Plaintiff filed a petition with the Arbitrazh court in Samara for enforcement of the ICC arbitration award. The Arbitrazh court refused to enforce the award, holding that the Defendant had not received adequate notice of the ICC proceedings.
Plaintiff then sought enforcement of the ICC award in the United States District Court for the Southern District of New York. Under the Convention on the Recognition and Enforcement of Foreign Arbitral Awards, 9 U.S.C. § 207, a court with jurisdiction shall confirm an award falling within the scope of the law unless there are statutory grounds not to do so. Defendant cited two such grounds: it lacked proper notice of the appointment of the arbitrator or of the arbitration proceedings or was otherwise unable to present its case; and recognizing or enforcing the award would be contrary to United States public policy.
In arguing that the ICC did not provide it adequate notice, Defendant argued that collateral estoppel should apply to the Arbitrazh court’s determination regarding the insufficiency of notice and should therefore preclude Plaintiff from re-litigating the issue. The court declined to apply collateral estoppel for a number of reasons. The Arbitrazh court’s decision did not address all of the notices that the ICC sent to Defendant. Defendant conceded it had received notice. And the Arbitrazh court relied on Russian, not U.S., law, and therefore applied a different legal standard. The court concluded that the form of notice was consistent with the constitutional requirements of Due Process and the notices were reasonably calculated to inform Defendant of the ICC proceeding and provided Defendant an opportunity to be heard.
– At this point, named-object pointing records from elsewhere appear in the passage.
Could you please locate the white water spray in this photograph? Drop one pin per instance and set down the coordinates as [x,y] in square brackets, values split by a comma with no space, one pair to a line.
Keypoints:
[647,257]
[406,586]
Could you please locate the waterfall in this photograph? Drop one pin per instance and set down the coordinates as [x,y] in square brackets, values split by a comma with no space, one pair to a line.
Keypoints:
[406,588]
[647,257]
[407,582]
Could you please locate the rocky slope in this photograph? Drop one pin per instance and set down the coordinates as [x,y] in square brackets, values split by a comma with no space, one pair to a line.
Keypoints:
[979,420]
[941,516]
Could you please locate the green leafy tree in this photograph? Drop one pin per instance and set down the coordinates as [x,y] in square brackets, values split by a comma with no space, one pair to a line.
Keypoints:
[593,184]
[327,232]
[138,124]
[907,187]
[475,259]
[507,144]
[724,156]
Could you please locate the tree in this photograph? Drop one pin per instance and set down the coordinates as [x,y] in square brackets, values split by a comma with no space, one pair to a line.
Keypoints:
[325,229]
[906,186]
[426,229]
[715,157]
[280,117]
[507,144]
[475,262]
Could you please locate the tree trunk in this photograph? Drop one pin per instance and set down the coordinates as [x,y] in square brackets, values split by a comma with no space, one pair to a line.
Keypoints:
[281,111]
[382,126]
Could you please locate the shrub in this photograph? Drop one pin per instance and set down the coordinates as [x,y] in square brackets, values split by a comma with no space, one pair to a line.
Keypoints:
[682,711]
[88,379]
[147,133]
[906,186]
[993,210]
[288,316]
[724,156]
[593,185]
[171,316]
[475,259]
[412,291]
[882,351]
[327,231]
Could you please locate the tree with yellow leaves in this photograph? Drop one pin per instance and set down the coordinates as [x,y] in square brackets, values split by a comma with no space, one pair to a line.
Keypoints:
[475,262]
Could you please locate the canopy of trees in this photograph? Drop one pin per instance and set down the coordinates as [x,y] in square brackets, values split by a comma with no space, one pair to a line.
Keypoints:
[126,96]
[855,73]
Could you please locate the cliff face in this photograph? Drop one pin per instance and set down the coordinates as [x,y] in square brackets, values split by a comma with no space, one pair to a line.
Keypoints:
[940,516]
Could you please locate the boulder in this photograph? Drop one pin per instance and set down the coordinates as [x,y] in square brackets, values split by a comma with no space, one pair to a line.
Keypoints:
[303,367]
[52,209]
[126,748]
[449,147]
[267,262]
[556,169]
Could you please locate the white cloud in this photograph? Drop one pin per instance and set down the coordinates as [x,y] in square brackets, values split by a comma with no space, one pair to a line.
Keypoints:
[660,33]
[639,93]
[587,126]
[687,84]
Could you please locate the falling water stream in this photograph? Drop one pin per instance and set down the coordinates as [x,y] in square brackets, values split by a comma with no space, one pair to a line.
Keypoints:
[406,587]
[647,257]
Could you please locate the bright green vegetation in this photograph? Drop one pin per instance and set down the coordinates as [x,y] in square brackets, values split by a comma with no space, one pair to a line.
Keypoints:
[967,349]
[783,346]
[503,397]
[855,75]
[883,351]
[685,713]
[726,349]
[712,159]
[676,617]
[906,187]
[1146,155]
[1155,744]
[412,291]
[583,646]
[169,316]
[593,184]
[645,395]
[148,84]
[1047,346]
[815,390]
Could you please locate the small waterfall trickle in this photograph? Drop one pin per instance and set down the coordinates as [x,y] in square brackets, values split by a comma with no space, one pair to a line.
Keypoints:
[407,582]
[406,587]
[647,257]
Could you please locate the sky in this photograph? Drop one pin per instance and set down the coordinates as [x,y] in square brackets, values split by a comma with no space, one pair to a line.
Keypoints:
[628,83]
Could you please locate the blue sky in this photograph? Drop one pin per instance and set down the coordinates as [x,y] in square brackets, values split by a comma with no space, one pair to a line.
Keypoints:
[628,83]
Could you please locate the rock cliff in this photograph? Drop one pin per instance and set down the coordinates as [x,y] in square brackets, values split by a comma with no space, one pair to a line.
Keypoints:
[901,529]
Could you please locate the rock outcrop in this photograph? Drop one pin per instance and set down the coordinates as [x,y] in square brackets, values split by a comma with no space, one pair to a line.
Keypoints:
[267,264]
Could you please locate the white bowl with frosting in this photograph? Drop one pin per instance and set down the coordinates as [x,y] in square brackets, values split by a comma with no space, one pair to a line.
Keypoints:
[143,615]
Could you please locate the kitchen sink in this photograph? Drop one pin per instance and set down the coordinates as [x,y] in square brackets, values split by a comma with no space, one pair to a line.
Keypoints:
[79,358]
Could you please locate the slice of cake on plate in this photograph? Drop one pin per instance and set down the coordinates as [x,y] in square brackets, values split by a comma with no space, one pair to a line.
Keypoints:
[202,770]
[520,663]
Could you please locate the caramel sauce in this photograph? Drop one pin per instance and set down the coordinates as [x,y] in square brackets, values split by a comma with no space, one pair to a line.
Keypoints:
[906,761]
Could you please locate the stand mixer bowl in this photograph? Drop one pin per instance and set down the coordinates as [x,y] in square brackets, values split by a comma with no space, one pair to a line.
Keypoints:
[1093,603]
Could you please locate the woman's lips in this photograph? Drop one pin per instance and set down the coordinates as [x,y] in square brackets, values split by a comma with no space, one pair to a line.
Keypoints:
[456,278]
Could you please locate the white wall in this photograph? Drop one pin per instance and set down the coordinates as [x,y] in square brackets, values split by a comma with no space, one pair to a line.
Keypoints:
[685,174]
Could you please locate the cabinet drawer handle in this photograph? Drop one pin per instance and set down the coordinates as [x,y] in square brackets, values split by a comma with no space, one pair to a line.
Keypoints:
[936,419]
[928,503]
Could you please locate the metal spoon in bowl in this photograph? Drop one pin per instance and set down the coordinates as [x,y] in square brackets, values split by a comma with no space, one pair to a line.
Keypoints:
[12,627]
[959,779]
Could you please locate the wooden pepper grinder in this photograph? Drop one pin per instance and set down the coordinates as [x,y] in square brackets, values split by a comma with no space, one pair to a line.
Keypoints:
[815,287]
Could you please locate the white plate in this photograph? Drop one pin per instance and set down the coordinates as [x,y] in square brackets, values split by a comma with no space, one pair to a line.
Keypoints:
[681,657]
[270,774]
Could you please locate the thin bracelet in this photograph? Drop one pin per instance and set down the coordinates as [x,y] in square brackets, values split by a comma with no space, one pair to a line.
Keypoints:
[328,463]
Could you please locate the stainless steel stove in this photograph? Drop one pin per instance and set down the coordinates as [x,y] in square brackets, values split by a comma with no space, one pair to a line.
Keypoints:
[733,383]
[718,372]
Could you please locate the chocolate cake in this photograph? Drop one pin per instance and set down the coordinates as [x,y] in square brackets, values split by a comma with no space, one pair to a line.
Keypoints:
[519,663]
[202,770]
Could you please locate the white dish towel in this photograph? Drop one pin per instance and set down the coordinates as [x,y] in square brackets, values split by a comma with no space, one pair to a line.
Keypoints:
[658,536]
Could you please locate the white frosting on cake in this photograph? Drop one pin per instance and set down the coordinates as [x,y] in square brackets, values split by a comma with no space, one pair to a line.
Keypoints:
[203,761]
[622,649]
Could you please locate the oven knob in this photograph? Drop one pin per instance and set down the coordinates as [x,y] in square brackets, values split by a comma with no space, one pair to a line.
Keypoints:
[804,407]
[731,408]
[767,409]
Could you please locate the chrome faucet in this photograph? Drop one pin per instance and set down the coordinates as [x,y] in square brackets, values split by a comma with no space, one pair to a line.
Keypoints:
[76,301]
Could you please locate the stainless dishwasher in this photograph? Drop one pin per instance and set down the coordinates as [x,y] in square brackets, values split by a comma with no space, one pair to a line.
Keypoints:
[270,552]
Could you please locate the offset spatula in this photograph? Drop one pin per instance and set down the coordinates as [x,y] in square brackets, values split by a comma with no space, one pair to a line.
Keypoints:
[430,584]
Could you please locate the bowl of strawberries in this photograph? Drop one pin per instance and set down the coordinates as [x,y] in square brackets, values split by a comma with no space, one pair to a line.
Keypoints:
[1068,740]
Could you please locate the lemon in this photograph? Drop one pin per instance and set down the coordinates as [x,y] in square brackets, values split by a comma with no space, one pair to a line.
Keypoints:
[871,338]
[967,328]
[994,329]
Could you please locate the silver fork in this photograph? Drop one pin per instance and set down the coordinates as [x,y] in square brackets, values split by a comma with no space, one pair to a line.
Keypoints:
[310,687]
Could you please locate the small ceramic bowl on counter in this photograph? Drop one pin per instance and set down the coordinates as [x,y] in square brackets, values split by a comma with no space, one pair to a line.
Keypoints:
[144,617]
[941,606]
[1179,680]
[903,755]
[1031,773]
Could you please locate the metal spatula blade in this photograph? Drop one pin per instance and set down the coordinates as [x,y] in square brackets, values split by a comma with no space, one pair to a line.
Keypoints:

The court likewise dismissed Defendant’s contention that enforcing the ICC award would violate public policy. Defendant had argued that giving effect to the award would sanction Russian tax fraud and so should be unenforceable. The court concluded that it lacked authority to make this determination; issues relating to the validity of the loans were for the arbitrator to decide, and Defendant was not allowed to revisit those issues. Additionally, the court did not find that there was a well-defined public policy against foreign-tax evasion. While there may be a public policy against violating domestic tax laws, no such policy exists with respect to the tax laws of other nations.